More than 30 activists from Fresno, the Bay Area and Stanislaus County converged outside the downtown Modesto courthouse Monday to protest criminal charges against two people accused of handing out clean syringes and collecting dirty ones from drug addicts in a Modesto park.
Kristy Tribuzio, 36, and Brian Robinson, 37, face up to a year in jail for breaking a law they consider to be immoral.
People held signs reading "Public Health Over Politics" and chanted in favor of dropping the charges. They excoriated local elected officials, pointing to a decision by the county board of supervisors in September 2008 to nix legalizing needle exchange over the recommendations of health officials.
"It should be a health issue, not a political issue," said Dallas Blanchard, 45, whose needle exchange program in Fresno was approved just over a year ago.

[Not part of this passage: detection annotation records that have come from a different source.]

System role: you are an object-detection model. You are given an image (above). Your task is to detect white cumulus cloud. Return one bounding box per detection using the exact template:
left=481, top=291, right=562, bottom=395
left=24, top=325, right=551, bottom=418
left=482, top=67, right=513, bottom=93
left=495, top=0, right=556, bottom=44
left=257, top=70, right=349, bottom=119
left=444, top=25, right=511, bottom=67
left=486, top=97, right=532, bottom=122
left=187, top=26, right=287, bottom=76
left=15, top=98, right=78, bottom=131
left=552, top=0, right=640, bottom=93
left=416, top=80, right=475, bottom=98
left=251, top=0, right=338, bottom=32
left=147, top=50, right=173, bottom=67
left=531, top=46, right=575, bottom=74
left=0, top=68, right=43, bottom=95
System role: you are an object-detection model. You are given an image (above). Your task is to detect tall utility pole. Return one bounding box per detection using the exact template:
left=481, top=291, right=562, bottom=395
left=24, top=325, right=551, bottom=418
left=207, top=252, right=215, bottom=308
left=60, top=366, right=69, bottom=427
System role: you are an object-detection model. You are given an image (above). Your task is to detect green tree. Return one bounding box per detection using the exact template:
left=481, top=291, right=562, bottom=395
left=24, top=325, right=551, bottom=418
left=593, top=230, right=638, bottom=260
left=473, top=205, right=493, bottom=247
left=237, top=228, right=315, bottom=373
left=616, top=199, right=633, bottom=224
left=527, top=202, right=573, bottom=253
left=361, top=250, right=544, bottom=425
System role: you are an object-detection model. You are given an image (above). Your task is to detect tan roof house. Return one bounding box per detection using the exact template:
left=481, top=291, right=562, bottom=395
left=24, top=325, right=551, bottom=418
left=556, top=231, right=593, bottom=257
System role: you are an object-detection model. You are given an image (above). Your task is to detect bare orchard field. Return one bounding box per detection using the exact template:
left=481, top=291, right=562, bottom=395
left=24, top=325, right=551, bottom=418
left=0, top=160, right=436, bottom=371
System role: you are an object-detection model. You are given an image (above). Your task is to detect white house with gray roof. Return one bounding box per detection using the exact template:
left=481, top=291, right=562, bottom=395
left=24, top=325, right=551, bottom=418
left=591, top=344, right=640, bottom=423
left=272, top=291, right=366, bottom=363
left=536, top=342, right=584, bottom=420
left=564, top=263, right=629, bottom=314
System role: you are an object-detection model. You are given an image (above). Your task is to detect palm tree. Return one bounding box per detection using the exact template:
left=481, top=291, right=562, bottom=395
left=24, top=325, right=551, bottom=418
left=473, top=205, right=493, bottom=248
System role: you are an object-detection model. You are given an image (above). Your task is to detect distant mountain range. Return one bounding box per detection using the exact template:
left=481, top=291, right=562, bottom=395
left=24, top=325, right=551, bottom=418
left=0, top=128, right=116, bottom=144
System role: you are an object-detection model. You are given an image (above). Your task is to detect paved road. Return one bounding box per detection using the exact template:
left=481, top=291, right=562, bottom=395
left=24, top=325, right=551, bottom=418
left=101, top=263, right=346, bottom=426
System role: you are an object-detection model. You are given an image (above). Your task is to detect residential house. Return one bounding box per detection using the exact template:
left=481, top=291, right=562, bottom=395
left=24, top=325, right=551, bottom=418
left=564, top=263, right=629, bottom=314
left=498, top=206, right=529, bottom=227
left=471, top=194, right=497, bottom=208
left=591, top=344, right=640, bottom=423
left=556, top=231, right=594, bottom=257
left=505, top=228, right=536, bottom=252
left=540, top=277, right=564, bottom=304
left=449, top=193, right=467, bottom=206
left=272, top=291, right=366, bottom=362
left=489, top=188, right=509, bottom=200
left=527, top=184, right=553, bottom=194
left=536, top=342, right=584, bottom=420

"By treating it as a political issue, we're just allowing people to die," he added.
Tribuzio and Robinson's defense team planned to argue Monday that the pair were acting out of medical necessity: that conducting a needle exchange program was a justified act aimed at saving lives and preventing such diseases as HIV and hepatitis C among drug users. A judge pushed back the hearing until March 1.
Prosecutors see it differently. They say the two knew what they were doing was illegal.
"Simply put, the defendants are charged with violating the law," Assistant District Attorney Carol Shipley said.
Local critics, including District Attorney Birgit Fladager and Sheriff Adam Christianson, said a needle exchange program in Modesto would enable drug users to continue their addiction.
In California, there are more than 40 needle exchange programs, but the Central Valley has just three, according to the state Department of Public Health.